La realidad social no es binaria. Tómese, para el caso, la distinción entre «honestos» y «corruptos» que parece tan crucial a la problemática de corrupción administrativa. Si se piensa en la distribución real de la «honestidad»—o, menos abstractamente, en la conducta promedio de los hombres referida a un eje que va de la deshonestidad máxima a la honestidad máxima—es fácil constatar que no se trata de que existan dos grupos nítidamente distinguibles. Toda sociedad lo suficientemente grande tiende a ostentar una distribución normal de las «cualidades morales»: en esa sociedad habrá, naturalmente, pocos héroes y pocos santos—una Madre Teresa de Calcuta y un Juan Pablo II por planeta—como habrá también pocos felones, y en medio de esos extremos la gran masa de personas cuya conducta se aleja tanto de la heroicidad como de la felonía.
Del mismo modo, la distribución teóricamente «correcta» de las rentas sería también la expresada por una curva de «distribución normal», dado que en virtud de lo anteriormente anotado sobre la distribución de la heroicidad y en virtud de la distribución observable de las capacidades humanas—inteligencia, talentos especiales, facultades físicas, etc.—los esfuerzos humanos adoptarán asimismo una configuración de curva normal.
Esta concepción que parece tan poco misteriosa y natural contiene, sin embargo, implicaciones muy importantes.

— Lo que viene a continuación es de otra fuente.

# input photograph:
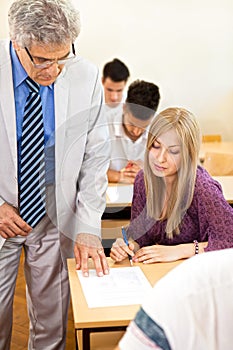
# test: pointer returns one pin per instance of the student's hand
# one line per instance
(11, 224)
(161, 253)
(129, 172)
(120, 250)
(88, 245)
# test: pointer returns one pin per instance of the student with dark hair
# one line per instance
(128, 131)
(115, 76)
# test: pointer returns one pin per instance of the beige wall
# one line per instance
(184, 46)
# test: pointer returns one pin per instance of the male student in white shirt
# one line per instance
(128, 131)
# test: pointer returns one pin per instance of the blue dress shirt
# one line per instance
(21, 92)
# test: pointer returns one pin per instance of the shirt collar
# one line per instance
(19, 73)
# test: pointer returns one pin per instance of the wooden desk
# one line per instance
(227, 186)
(88, 320)
(218, 147)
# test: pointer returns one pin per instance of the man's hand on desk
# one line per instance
(88, 245)
(120, 250)
(11, 224)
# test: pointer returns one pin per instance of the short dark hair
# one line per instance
(116, 70)
(142, 99)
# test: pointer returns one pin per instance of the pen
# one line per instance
(126, 242)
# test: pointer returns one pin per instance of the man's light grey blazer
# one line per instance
(81, 146)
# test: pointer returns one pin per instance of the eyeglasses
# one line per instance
(47, 63)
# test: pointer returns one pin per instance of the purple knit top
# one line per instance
(209, 217)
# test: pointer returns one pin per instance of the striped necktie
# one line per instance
(32, 165)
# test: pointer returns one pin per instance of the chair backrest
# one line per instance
(211, 138)
(218, 164)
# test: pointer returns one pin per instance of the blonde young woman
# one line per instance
(178, 209)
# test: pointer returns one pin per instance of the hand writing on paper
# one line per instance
(120, 250)
(160, 253)
(88, 245)
(129, 172)
(11, 224)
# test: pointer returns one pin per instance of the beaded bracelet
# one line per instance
(196, 246)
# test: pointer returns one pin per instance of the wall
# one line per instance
(184, 46)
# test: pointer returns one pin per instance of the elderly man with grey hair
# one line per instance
(54, 157)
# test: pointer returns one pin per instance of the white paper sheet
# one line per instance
(123, 286)
(119, 194)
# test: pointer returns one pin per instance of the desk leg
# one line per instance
(83, 336)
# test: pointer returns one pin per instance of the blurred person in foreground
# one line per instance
(189, 308)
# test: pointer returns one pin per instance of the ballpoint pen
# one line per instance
(127, 243)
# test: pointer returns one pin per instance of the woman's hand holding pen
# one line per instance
(120, 250)
(129, 172)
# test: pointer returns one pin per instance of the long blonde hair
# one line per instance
(188, 132)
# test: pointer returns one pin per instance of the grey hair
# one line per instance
(43, 22)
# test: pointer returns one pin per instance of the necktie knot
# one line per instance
(32, 85)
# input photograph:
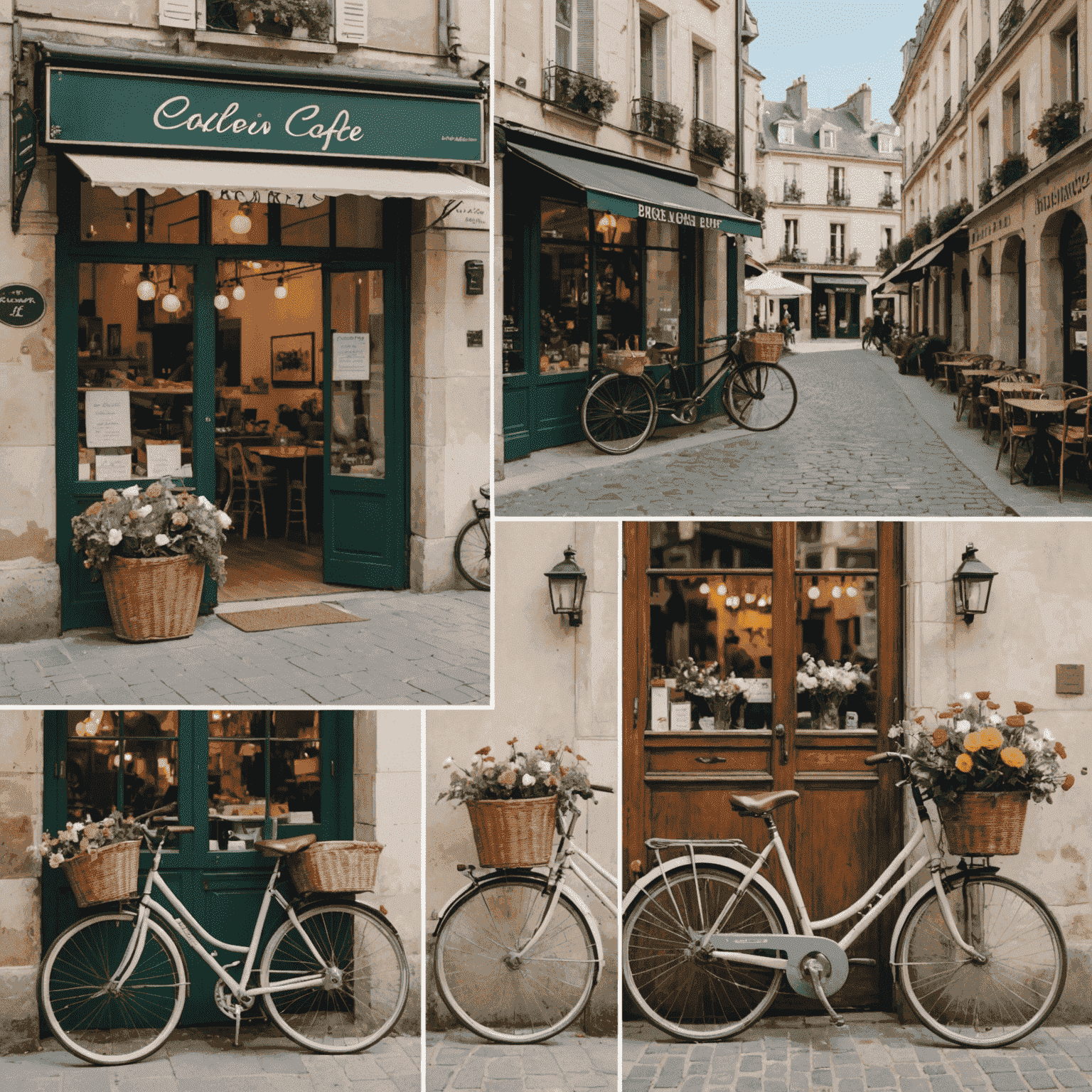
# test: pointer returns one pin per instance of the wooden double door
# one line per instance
(756, 597)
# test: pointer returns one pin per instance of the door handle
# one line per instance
(778, 733)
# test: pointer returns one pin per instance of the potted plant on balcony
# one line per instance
(151, 550)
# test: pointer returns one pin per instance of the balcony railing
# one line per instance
(982, 60)
(711, 141)
(578, 92)
(656, 119)
(1010, 21)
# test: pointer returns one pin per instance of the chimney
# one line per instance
(796, 97)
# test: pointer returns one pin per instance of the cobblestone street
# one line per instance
(874, 1051)
(413, 650)
(856, 444)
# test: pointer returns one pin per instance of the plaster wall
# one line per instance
(1035, 621)
(555, 685)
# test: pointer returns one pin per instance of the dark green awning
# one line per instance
(628, 191)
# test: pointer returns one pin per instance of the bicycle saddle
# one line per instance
(758, 805)
(283, 847)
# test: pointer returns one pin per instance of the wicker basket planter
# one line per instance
(104, 877)
(336, 867)
(984, 823)
(153, 599)
(513, 833)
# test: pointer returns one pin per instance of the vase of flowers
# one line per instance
(982, 769)
(828, 685)
(513, 803)
(151, 548)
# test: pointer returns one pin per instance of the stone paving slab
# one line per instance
(200, 1059)
(874, 1051)
(414, 650)
(460, 1061)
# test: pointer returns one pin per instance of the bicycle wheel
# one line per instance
(680, 988)
(473, 548)
(503, 997)
(759, 397)
(995, 1002)
(619, 413)
(112, 1027)
(366, 979)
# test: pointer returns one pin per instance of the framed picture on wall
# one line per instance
(291, 360)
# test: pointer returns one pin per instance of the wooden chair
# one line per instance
(297, 491)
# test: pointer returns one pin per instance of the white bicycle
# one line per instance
(707, 941)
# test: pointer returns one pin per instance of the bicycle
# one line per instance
(621, 412)
(333, 976)
(707, 941)
(518, 951)
(474, 545)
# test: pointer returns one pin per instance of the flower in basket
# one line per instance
(523, 776)
(152, 522)
(975, 748)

En relación con discusiones tales como la de la distribución de las riquezas, nos muestra que no hay algo intrínsecamente malo en la existencia de personas que perciban elevadas rentas, o que esto en principio se deba impedir por el solo hecho de que el resto de la población no las perciba. Por otra parte, también implica que las operaciones factibles sobre la distribución de la renta en una sociedad tendrían como límite óptimo la de una «normalización», en el sentido de que, si a esa distribución de la renta se la hiciera corresponder con una distribución de esfuerzos o de aportes, las características propias de los grupos humanos harían que esa distribución fuese una curva normal y no una distribución igualitaria.
No es la normalización de una sociedad una tarea pequeña. La actual distribución de la riqueza en Venezuela dista mucho de parecerse a una curva normal y es importante políticamente, al igual que correspondiente a cualquier noción o valor de «justicia social» que se sustente, que ese estado de cosas sea modificado.
Si bien es posible que todos progresen, los esfuerzos que lleven una intencionalidad igualitaria están condenados al fracaso por constituir operaciones tan imposibles como las de construir un móvil perpetuo. Tan imposible como hacer que una población esté compuesta por genios, es lograr que sea toda de idiotas. Tan imposible como hacer que toda sea una población de santos es obtener que sea íntegramente conformada por delincuentes, y, por tanto, en una sociedad económicamente justa, no podrá ser que todos sus habitantes sean ricos o que todos sus habitantes sean pobres.
En un sistema político sano, es normal que exista un pequeño número de personas que reciban una remuneración muy alta, siempre y cuando la proporción de personas que reciban una remuneración muy baja sea asimismo muy pequeña.